“Peck, I have come to ask you about your absence from town on Saturday,” he began.

Duncan threw a look of dismay at his chum. “My absence from town!” he exclaimed, striving to appear wholly surprised, yet conscious of a traitorous blush suffusing his cheeks and a well-nigh irresistible inclination to avoid the instructor’s stern eye.

“Yes, from town,” repeated Mr. Alsop, with slow and distinct emphasis.

“I don’t know what you mean, sir,” said Duncan.

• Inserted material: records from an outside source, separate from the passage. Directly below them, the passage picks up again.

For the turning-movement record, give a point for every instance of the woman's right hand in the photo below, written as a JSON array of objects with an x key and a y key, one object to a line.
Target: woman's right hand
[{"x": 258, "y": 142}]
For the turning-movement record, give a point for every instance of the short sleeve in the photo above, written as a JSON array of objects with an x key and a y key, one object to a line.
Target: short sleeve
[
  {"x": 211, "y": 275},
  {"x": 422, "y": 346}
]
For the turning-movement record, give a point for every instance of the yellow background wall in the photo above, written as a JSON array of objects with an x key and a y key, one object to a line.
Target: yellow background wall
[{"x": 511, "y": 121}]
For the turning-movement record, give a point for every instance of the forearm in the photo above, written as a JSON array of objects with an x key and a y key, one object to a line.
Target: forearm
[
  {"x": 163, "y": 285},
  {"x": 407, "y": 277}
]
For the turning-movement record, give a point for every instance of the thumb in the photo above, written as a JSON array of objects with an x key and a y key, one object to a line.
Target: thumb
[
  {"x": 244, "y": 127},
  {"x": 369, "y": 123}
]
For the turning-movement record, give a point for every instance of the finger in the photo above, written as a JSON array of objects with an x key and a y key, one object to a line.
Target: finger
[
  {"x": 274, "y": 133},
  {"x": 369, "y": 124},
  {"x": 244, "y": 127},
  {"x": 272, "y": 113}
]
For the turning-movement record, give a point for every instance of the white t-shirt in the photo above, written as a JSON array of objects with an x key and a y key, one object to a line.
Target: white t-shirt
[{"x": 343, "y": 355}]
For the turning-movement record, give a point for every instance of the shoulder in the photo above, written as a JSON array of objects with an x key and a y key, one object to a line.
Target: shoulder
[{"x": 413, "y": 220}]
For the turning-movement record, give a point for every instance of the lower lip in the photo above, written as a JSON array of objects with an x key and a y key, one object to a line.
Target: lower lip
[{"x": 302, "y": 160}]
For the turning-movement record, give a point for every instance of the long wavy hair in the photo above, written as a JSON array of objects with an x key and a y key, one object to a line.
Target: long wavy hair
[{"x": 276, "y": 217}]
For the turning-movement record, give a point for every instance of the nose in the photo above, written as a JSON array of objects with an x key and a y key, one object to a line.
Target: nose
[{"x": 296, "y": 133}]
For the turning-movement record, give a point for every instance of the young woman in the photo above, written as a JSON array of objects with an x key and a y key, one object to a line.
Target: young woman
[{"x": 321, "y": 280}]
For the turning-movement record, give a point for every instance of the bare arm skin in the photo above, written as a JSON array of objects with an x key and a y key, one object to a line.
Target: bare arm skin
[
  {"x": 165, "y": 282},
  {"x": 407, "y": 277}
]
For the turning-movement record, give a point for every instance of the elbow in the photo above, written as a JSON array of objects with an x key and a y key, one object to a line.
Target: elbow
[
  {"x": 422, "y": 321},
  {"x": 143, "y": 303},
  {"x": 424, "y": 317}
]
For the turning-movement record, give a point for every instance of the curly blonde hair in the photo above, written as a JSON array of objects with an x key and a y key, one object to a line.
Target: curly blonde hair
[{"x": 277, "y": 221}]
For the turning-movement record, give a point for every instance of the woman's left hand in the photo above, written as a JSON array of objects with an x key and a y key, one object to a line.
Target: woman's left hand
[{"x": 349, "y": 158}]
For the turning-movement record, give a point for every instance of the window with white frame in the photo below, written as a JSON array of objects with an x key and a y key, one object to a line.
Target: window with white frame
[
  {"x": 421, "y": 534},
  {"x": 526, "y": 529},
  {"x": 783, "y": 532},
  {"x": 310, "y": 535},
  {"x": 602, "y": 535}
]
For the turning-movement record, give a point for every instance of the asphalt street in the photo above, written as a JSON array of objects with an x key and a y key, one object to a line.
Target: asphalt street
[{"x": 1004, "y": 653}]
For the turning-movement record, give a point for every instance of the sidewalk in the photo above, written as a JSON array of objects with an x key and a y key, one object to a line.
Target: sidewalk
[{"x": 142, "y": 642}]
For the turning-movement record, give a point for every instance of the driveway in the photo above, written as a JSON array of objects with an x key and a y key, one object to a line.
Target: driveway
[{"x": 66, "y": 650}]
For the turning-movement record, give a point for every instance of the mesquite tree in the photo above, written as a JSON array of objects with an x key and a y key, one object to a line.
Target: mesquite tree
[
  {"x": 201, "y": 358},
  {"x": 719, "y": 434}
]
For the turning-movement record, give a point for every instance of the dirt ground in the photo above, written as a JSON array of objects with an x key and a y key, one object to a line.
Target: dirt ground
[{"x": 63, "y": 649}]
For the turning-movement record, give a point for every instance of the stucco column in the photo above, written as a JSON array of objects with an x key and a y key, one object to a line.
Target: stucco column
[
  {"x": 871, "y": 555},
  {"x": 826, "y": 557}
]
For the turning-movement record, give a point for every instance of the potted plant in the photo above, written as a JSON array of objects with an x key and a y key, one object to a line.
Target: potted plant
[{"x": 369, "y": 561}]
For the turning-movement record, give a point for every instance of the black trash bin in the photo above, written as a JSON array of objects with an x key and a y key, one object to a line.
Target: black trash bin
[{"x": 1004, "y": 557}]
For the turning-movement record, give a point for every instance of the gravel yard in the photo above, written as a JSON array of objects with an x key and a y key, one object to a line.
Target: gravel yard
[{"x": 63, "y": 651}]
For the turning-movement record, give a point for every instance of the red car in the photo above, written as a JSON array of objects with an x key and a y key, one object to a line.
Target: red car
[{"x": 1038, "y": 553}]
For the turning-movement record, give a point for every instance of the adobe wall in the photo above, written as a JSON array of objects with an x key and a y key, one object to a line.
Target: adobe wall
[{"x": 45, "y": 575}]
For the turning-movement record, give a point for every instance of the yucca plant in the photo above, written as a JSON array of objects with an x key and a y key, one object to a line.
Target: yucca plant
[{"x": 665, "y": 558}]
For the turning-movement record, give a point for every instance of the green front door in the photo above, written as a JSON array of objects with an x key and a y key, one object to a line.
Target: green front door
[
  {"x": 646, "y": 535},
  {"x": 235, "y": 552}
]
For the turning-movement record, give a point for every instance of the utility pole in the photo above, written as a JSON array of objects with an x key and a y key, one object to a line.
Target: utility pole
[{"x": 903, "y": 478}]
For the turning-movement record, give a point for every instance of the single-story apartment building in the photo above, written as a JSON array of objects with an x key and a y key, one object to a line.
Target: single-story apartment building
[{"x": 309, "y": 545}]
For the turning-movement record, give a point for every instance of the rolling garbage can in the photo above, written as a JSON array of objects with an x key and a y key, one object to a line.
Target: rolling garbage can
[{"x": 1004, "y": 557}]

It would have been an interesting problem for a mediæval casuist to determine the moral character of this statement; whether a black lie, a white lie, or no lie at all. Duncan used it merely as a means of drawing the teacher out. He suspected that he knew only too well what the instructor meant. Yet, as a fact, he knew nothing. Mr. Alsop recognized it at once as the first of the expected chain of falsehoods, and sharpened his wits to detect its successor.

“Where were you on Saturday afternoon?”

“Knocking around,” answered Peck, vaguely, sure now that he saw Mr. Alsop’s meaning, and wondering how he had been found out.

“Were you out of town?”

Duncan was silent.

“Where were you in the evening?” went on the inquisitor, triumphantly. The weak line of defence was already breaking.